Current guidelines for diagnosing DVT are complicated, time-consuming, and could be challenging to undertake in busy hospital emergency departments. The guidelines incorporate clinical pretest probability (C-PTP) assessments, D-dimer results, and compression ultrasound (CUS).
The guidelines recommend first undertaking C-PTP, which involves determining whether a patient has the common signs and symptoms of DVT, and then designating them as high or low risk. If the patient is found to be at high risk for DVT, they undergo an ultrasound exam. If not, the patients will have D-dimer screening to determine whether subsequent screening, including ultrasound, is needed.
The new study assessed the safety and feasibility of a diagnostic strategy that rules out DVT in patients with negative D-dimer, and which rules out DVT with normal findings on a single whole-leg compression ultrasound exam for patients with positive D-dimer test results, according to the scientists.
Applying this strategy in their study, the investigators examined 1,397 individuals who were referred to the emergency department of Østfold Hospital in Norway for suspected DVT between February 2015 and November 2018. Positive D-dimer was defined as levels greater than or equal to 0.5 mg/mL fibrinogen-equivalent units. Those who had positive D-dimer blood test results were referred for whole-leg ultrasound scans to further screen for DVT.
Patients with D-dimer of less than 0.5 mg/mL were considered not to have DVT. Patients with negative D-dimer results, or with positive D-dimer results but negative ultrasound results, were discharged without taking C-PTP into account. Of the 1,113 people with normal workup based on the strategy, only six developed DVT in the subsequent three months, suggesting that the D-dimer test may be a feasible first step in diagnosing the condition.

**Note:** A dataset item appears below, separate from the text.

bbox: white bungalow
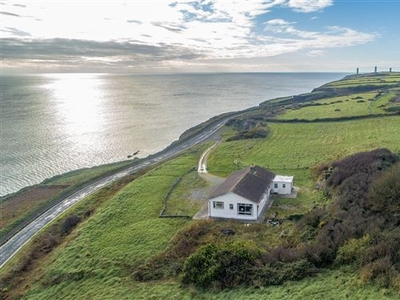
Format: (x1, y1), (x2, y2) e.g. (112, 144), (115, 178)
(272, 175), (293, 195)
(208, 166), (275, 220)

The research team, led by Dr. Synne Fronas of the department of emergency medicine of Østfold Hospital in Gralum, Norway, made note of an important proviso. The study assessed the use of D-dimer tests in only those patients who were referred to the emergency department. These patients were already preselected with suspected DVT. Fronas and colleagues cautioned that D-dimer alone may not be useful for assessing DVT in a general population patient group.
The authors wrote they believed that their strategy was safe.
"We found that our simple approach of performing a single whole-leg [compression ultrasound] only in patients with D-dimer greater than or equal to 0.5 mg/mL and withholding [compression ultrasound] in patients with D-dimer of less than 0.5 mg/mL was a safe strategy associated with a low failure rate," they stated.
Moreover, they indicated that with the failure rate of their strategy at 0.5%, and well within their preaccepted safety margin, they would not suggest undertaking any systematic follow-up of patients with negative D-dimer or negative compression ultrasound. The latter is in line with current guidelines, they noted.
In addition to comparable safety, the researchers reported that their approach has other advantages. They wrote that it may reduce the number of ultrasound exams, in turn decreasing cost, time, and resources needed to manage individual patients.
A second advantage, according to the scientists, involves avoiding the challenges with clinical prediction rules. These include an inherent weakness of subjectivity, not widely validated interrater reliability, and incorrect use.
"The latter may partly result from the fact that, in some emergency departments, standard blood samples, including D-dimer, are obtained before clinical evaluation to improve efficiency. Knowledge of D-dimer results prior to C-PTP assessment may influence scoring, contrary to the intended use," the researchers wrote.
The investigators noted that while the relatively large number of patients is one of their study's strengths, its monocentric design may negatively affect the generalizability of their findings. External validity still must be established. Also, only one D-dimer assay was examined, which could limit extrapolating the findings to other assays, such as point-of-care device assays, the authors stated.